A loucura, a sanidade, a alienação, a inocência, a solidão, a multidão... O viver citadino não escolhe seus personagens. Todos estamos submersos no líquido que flui pelas ruas, elevadores, calçadas, portas...O separar e o ligar são apenas dois aspectos de um mesmo e único ato. Assim, convivemos. Como os moradores que habitam o Hotel de Um Milhão de Dólares de Wenders2. Muito mais que personagens excêntricos, os moradores do One Million Dollar Hotel são um reflexo de nossa sociedade. Um espelho que transcende a ficção. 

O estigma do movimento está na cidade. O movimento é quase sempre, veloz. Quando se pensa estar em um lugar, simplesmente não o é mais. A cidade nos envolve em seu fluxo. É um (des)encadeamento de episódios, de cenas. Mesmo sendo uma percepção inerente a sua natureza, não podemos ignorar o sentido nostálgico que o tempo apreendido pela cidade nos desencadeia. É como algo que desaparece e, se você passar muito tempo sem pensar nele, não haverá de trazê-lo de volta. Recordar não é um ato de vontade afinal. É algo que ocorre a despeito de nós, e, quando há muita coisa mudando ao mesmo tempo, o cérebro vacila e os objetos lhe escapam. 

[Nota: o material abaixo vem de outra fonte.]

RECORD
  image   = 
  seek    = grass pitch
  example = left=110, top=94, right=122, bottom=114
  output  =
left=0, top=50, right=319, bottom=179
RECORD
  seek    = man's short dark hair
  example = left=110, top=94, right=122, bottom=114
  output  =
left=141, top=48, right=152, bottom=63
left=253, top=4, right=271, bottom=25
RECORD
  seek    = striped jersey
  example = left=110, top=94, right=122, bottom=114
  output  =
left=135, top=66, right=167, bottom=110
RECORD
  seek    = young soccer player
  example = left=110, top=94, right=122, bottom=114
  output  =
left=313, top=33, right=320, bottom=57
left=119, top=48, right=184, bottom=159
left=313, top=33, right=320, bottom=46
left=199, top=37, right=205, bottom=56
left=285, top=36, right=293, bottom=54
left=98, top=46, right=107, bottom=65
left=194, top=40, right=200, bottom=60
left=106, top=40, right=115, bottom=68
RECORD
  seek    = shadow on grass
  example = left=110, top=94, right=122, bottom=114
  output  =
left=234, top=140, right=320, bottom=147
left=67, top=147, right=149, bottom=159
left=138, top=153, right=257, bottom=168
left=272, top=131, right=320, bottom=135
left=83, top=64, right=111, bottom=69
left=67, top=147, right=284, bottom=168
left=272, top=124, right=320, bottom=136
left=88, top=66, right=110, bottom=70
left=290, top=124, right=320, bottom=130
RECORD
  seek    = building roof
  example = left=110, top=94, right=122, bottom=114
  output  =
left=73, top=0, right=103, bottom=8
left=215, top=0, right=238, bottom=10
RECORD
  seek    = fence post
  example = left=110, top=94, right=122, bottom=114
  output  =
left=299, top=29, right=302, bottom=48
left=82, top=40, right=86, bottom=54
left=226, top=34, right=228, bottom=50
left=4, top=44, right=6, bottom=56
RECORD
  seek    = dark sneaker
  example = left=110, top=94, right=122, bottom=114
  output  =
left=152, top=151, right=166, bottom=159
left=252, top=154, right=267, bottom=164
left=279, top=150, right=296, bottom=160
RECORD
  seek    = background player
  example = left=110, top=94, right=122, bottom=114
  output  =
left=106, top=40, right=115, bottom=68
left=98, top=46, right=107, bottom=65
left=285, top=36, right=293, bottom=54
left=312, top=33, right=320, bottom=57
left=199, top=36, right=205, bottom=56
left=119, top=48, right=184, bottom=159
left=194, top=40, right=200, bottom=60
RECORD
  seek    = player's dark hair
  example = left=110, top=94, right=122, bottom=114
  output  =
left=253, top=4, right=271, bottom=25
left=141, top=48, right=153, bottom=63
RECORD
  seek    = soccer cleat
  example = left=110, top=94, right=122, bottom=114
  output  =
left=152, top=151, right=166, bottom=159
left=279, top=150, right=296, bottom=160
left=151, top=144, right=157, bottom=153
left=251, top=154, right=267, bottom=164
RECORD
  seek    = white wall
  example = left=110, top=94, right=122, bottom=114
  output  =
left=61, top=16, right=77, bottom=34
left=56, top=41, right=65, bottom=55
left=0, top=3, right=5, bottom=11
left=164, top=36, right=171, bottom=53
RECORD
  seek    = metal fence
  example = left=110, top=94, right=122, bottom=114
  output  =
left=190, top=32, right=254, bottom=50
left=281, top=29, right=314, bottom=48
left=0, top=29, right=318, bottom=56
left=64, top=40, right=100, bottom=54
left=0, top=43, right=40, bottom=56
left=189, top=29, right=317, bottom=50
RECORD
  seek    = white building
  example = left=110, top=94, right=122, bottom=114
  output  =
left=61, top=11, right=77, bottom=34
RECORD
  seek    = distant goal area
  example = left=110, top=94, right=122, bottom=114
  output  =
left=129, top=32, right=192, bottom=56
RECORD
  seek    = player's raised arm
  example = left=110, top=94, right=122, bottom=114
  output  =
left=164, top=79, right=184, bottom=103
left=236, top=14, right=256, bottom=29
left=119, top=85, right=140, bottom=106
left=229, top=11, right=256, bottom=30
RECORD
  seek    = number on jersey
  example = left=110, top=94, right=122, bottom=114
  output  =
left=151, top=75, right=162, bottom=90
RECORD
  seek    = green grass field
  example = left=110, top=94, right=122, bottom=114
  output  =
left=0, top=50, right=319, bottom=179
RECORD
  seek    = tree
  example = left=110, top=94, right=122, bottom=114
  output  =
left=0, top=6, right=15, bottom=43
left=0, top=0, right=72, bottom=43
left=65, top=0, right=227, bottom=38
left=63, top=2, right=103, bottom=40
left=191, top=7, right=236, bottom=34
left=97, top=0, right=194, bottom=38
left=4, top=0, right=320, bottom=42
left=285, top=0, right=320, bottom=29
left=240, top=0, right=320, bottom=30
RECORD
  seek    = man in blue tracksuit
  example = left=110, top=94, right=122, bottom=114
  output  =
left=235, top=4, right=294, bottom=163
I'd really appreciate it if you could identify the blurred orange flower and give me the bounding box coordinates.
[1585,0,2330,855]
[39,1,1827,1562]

A dimensão temporal. São olhos que já viram e foram vistos. Talvez esse seja um dos fatores que fazem das pessoas idosas um relicário a ser notado. Um personagem urbano que conhece os endereços com a palma da mão (ou ao menos persistem em conhecer). O sujeito não é senão o agente da desaparição das coisas. E essa percepção de perda e ausência que vem atrelado às pessoas, que nos move a pensar em nosso lugar. Em nossa condição no mundo. Num tempo mais lento. Um banco na praça.

*Texto apresentado à disciplina Arte no Espaço Urbano orientado pelos professores Dr. Luizan Pinheiro e Dr. Ubiraélcio Malheiros do Programa de Pós-Graduação em Artes do Instituto de Ciências da Arte da Universidade Federal do Pará – PPGArtes – ICA/UFPA como requisito de avaliação.

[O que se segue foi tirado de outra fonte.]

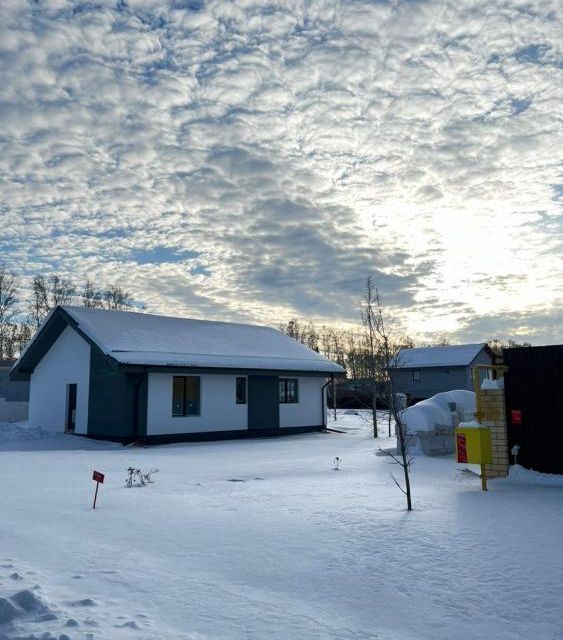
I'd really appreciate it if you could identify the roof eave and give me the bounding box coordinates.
[117,362,346,377]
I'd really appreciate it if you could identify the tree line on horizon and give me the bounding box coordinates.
[0,265,136,360]
[278,318,531,379]
[0,263,531,363]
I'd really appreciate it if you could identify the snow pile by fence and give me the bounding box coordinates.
[400,390,476,456]
[402,390,476,434]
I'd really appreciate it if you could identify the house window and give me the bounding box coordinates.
[172,376,200,416]
[412,370,421,382]
[279,378,298,403]
[236,377,246,404]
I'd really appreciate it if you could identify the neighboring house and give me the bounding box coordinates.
[0,359,29,422]
[10,306,344,443]
[390,343,493,403]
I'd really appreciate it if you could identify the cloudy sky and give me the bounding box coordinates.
[1,0,562,344]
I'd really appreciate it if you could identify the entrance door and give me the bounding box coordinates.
[247,376,279,431]
[66,383,77,432]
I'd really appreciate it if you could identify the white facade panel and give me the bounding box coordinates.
[28,326,91,433]
[147,373,248,435]
[279,377,324,428]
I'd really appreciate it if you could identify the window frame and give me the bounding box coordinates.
[412,370,421,382]
[171,375,201,417]
[279,378,299,404]
[236,376,247,405]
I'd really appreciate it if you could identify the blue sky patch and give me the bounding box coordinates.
[189,264,211,277]
[129,247,201,264]
[515,44,550,64]
[510,98,531,115]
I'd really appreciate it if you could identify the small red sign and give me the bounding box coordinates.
[511,410,522,425]
[456,433,468,463]
[92,470,105,484]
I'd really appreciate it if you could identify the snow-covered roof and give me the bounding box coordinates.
[60,306,344,374]
[394,343,488,369]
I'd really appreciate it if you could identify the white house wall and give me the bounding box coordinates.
[279,377,324,428]
[147,373,248,435]
[28,326,90,433]
[146,373,325,435]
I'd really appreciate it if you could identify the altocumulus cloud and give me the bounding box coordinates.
[0,0,562,343]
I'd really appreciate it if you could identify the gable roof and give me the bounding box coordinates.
[12,306,344,376]
[394,343,489,369]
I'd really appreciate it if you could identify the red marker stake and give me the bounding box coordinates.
[92,470,105,509]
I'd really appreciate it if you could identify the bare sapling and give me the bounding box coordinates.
[363,275,413,511]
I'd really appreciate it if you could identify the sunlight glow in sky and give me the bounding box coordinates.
[1,0,562,343]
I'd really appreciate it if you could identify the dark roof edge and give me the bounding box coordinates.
[119,363,346,377]
[10,306,117,381]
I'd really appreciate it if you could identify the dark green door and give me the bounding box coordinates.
[248,376,279,430]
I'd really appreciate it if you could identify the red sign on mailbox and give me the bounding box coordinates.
[92,470,105,484]
[456,433,468,463]
[511,410,522,425]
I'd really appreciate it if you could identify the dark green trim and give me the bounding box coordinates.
[10,306,120,380]
[83,425,324,445]
[9,315,67,380]
[87,349,139,439]
[248,375,279,430]
[120,364,344,378]
[134,370,148,439]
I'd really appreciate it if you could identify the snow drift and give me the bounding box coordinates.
[401,390,476,434]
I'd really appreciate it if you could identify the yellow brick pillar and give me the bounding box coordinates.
[479,389,509,478]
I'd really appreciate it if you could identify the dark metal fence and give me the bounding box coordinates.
[503,345,563,474]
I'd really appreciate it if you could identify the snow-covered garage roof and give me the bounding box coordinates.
[19,306,344,374]
[394,343,489,369]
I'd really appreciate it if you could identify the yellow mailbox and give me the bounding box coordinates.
[456,422,492,491]
[455,424,492,465]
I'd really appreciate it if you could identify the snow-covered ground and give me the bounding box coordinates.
[1,411,562,640]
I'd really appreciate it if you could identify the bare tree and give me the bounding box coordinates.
[0,266,18,358]
[360,276,382,438]
[28,274,75,327]
[82,279,103,308]
[50,275,75,306]
[29,275,48,328]
[363,276,413,511]
[4,322,32,360]
[102,284,133,311]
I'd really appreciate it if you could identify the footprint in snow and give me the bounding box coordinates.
[9,572,23,581]
[83,617,99,626]
[68,598,96,607]
[116,620,140,629]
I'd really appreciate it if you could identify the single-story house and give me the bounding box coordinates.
[389,343,494,403]
[10,306,344,443]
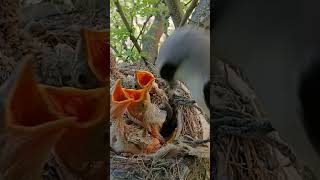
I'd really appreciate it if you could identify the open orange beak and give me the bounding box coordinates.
[110,80,133,142]
[82,29,109,84]
[111,80,133,120]
[110,80,146,154]
[40,86,107,126]
[123,88,165,143]
[2,58,75,180]
[111,79,165,152]
[135,70,155,91]
[123,88,150,124]
[39,85,107,173]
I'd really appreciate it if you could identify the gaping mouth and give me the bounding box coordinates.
[135,70,155,90]
[111,80,133,120]
[7,60,61,128]
[40,85,107,125]
[82,29,109,83]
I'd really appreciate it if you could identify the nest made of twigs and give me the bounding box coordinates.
[110,63,210,180]
[213,59,317,180]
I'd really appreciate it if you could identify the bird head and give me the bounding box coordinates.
[156,25,210,118]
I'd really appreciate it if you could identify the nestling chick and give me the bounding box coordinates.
[110,80,137,153]
[110,80,161,154]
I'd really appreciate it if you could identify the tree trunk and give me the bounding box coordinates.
[164,0,183,28]
[190,0,210,29]
[142,15,165,65]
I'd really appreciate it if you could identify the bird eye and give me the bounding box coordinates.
[159,63,178,82]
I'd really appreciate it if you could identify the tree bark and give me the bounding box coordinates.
[142,15,165,65]
[190,0,210,29]
[179,0,199,27]
[164,0,183,28]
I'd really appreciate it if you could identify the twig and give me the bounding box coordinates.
[125,15,153,62]
[110,44,120,55]
[125,0,162,63]
[179,0,199,27]
[182,139,210,145]
[184,0,193,6]
[130,0,135,29]
[164,0,184,28]
[136,15,153,41]
[172,95,196,106]
[262,133,297,164]
[112,1,143,55]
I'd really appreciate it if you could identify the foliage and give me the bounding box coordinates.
[110,0,191,63]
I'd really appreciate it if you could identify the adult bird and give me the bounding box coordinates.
[156,25,211,119]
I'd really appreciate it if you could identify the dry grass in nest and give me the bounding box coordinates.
[213,60,317,180]
[111,153,188,179]
[111,146,209,180]
[218,136,277,180]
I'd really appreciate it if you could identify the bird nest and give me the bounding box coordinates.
[213,59,317,180]
[110,63,210,180]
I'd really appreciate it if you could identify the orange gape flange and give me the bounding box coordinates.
[39,85,107,174]
[3,59,75,180]
[124,87,164,144]
[124,88,150,124]
[110,80,142,154]
[111,80,133,139]
[133,70,165,143]
[111,80,133,120]
[110,80,161,154]
[135,70,155,91]
[125,70,155,122]
[82,29,109,83]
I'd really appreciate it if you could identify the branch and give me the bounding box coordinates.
[184,0,193,6]
[110,44,121,56]
[130,0,135,28]
[164,0,184,28]
[190,0,210,28]
[142,14,164,64]
[137,15,153,41]
[125,15,153,62]
[181,139,210,145]
[136,1,162,43]
[113,0,143,54]
[179,0,199,27]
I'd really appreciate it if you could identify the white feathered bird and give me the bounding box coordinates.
[156,25,211,119]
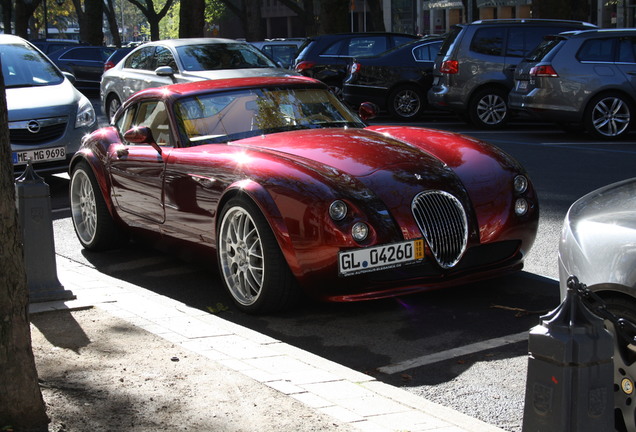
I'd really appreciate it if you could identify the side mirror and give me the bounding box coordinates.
[358,102,379,121]
[123,126,162,155]
[62,71,76,84]
[155,66,175,77]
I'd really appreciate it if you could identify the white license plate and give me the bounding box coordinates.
[13,146,66,165]
[516,80,528,91]
[338,239,425,277]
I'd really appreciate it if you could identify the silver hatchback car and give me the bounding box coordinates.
[100,38,295,121]
[510,29,636,140]
[1,35,97,176]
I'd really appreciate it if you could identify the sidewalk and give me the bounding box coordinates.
[30,255,507,432]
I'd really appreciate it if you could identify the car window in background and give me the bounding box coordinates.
[413,42,441,61]
[347,36,387,56]
[59,47,114,61]
[261,45,298,66]
[506,28,554,57]
[577,37,616,62]
[618,37,636,62]
[125,46,155,70]
[176,43,276,70]
[0,42,63,88]
[438,26,463,57]
[524,36,563,62]
[470,27,505,56]
[155,45,178,69]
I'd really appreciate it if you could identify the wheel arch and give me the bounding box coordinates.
[69,152,118,219]
[216,180,302,277]
[584,88,636,115]
[467,82,510,107]
[592,283,636,303]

1Eugène Atget (Paris12 de fevereiro de 1856 ou 1857 - 4 de agosto de 1927) - Foi um fotógrafo francês que com seu olhar desviado do ser humano, fotografava o vazio das ruas parisienses, e objetos inusitados.

2Wim Wenders (Düsseldorf,  14 de agosto de 1945) – É um cineasta alemão que aborda em muitos de seus filmes a temática da cidade e o espaço urbano enquanto depósito de subjetividades.

REFERÊNCIAS

ARGAN, Giulio Carlo. A História da Arte como História da Cidade.
Trad. Pier Luigi Cabra – 5ª Ed. São Paulo: Martins Fontes, 2005.

AUSTER, Paul. No país das últimas coisas. Trad. Luiz Araújo. São Paulo:
Editora Best Seller, 1987.

BARTHES, Roland. A Câmara Clara: Nota sobre a fotografia.
Rio de Janeiro: Nova Fronteira, 1984.

BAUDRILLARD, Jean. A arte da desaparição. Trad. Anamaria Skinner.
Rio de Janeiro: Editora UFRJ/ N Imagem, 1997.

COELHO, Teixeira. Arte na Metrópole. In: Revista BRAVO. A Bienal da Cidade.
São Paulo, nº 54, março de 2002 - Ano 5.

WENDERS, Wim. A identidade de Nós Mesmos – Documentário 84min., 1982.